Людвиг Петрович приехал в Россию из Швейцарии, а его друг — Луи Алексис Бертран — из Франции, или вернее из Алжира, где родился он, будущий писатель и историк. Странна судьба обоих иностранцев, занесенных к стенам древней Кафы. Казалось, вся молодая энергия и деятельность одного и другого были поставлены под серьезную угрозу сонной и тихой Феодосией допортового периода. Перед каждым из них вставала заманчивая дилемма — вступить на путь, по которому катилась жизнь чиновной феодосийской интеллигенции: сытно поесть, сладко поспать, поиграть в картишки, наплодить детей и с нетерпением ожидать очередного повышения по службе. Кто знает, может быть, в ином месте так бы и случилось, но романтика прошлого столицы средиземноморской культуры в Тавриде покорила воображение швейцарца и француза. И тот и другой с большим рвением отдаются изучению края и ставшего для них родным городишка. Оба находят успокоение на земле древней Киммерии.

Все свадьбы звезд шоу-бизнеса на сайте skorozamuj.com

Луи Бертран переименовывает себя в Луи-де-Судак и как бы скрепляет этим свою судьбу с судьбой новой родины. Его изыскания о смерти в Крыму маркизы Де Ла-мотт-Валуа, знаменитой по скандальному процессу с ожерельем Марии Антуанетты, известные всем историкам очерки по Крыму рекомендованы французским министром просвещения во все французские школы. Луи Бертрана знала вся Феодосия. Он очень напоминал внешностью Ги де Мопассана. Высокий, несколько полноватый, он был аккуратным посетителем всех концертов, благотворительных гуляний. Только однажды мне пришлось с ним встретиться и говорить, и то по вопросу о переходе моей жены в русское подданство.

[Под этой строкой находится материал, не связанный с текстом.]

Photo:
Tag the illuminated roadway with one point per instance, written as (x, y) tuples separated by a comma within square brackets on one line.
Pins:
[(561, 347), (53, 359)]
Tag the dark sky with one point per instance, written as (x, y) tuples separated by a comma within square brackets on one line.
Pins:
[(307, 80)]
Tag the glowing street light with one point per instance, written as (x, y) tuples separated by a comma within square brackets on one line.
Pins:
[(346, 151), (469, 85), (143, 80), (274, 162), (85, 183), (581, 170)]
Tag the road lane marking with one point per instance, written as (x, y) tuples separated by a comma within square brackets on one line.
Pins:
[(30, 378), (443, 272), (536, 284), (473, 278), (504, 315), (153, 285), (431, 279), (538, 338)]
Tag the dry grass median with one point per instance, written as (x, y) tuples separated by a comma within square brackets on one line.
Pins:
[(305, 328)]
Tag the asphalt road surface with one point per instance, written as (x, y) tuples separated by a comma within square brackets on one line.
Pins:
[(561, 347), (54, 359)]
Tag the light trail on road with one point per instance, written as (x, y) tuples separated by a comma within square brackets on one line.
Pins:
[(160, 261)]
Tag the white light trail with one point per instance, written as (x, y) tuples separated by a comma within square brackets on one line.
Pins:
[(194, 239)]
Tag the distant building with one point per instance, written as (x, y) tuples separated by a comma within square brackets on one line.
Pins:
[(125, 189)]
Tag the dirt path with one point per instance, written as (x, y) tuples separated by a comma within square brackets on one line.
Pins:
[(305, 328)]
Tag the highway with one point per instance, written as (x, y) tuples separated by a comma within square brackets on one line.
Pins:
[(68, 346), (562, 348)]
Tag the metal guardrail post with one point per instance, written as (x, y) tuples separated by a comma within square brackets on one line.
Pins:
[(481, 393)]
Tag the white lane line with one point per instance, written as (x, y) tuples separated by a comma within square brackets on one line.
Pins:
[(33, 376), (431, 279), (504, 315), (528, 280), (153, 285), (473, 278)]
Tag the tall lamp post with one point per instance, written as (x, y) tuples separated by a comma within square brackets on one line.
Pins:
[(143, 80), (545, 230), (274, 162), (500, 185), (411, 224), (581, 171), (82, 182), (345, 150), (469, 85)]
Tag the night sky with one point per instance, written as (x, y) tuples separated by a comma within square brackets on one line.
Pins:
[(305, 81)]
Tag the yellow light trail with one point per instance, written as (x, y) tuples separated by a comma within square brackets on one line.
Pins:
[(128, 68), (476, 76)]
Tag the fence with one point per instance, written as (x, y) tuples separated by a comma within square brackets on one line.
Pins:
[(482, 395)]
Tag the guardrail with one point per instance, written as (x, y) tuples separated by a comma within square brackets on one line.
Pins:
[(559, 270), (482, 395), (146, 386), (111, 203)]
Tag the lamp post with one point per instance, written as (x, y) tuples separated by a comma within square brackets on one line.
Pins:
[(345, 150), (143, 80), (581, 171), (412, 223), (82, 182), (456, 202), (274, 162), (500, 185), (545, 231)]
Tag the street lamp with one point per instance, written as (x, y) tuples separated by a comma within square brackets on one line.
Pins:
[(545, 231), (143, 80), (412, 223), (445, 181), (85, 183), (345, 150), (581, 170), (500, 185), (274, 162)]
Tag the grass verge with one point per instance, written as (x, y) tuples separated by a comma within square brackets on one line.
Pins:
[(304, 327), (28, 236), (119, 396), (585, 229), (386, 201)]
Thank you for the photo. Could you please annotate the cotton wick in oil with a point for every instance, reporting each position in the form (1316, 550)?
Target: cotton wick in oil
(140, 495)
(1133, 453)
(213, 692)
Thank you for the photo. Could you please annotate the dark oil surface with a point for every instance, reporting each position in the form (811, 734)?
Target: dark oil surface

Бертран жил в небольшом двухэтажном домишке, недалеко от католической церкви, подле сквера. За десять лет, что я не видел Бертрана, он обрюзг и показался мне чрезвычайно вялым и апатичным. Наша беседа носила не совсем спокойный характер, но расставание было отменно вежливое. В нем сказывался человек большой культуры и утонченного интеллекта. Таковы были оба друга старой Феодосии, такова была сила романтики ее прошлого.

Я перечислил почти всех замечательных людей Феодосии, но я не сказал еще ни слова о талантливейшем феодосийском сатирике, стихотворце и куплетисте — Алексее Алексеевиче Полевом. К этому неудачнику и спившемуся человеку феодосийцы привыкли подходить как к шуту, забавляющему их злыми эпиграммами на караимское купечество, на отцов города и всякое начальство.

Бритый, высокого роста, с лицом слегка обрюзглым от непомерного количества выпиваемого алкоголя, в форменной фуражке инженерного ведомства Полевой весьма часто в кругу мальчишек читал нам бичующие свои стихи. Он выступал перед нами, когда был пьян. С гримасами, смеющейся интонацией, он громким голосом декламировал где-нибудь под колоннами Итальянской улицы и привлекал к себе внимание гуляющих.

Большой изобразительной силой и сарказмом отмечались всегда стихи Полевого. Его сравнения и эпитеты поражали остроумием. Он всей душой ненавидел тупую, ограниченную и консервативную караимскую буржуазию и бичевал ее с силой большого мастера слова. Не пей он, и из него вышел бы крупнейший сатирик. Доставалось от него и многим из городской плутократии. В своей поэме «В стране Гиперборийской» Полевой вывел в смешном виде феодосийскую полицию, суд и купечество. Нет, Полевой не был шутом, как представлялся он феодосийцам. Родись этот неудачник — поэт в другое время, и его вознесли бы на Парнас талантливые сатиры.

Я учился с сыном А. А. Полевого в городском училище. Полевой много раз читал нам свои произведения прежде, чем пустить их по городу. С Полевым состязался в остроумии еще один феодосийский буфетчик пристани Русского общества «Пар и Торг». Буфетчик имел неимоверно большие усы, горбатый нос и навыкате глаза. Звали его, кажется, Саша. С заметным грузинским акцентом произносил он рифму своих стихов. В них отсутствовала даже тень юмора Полевого.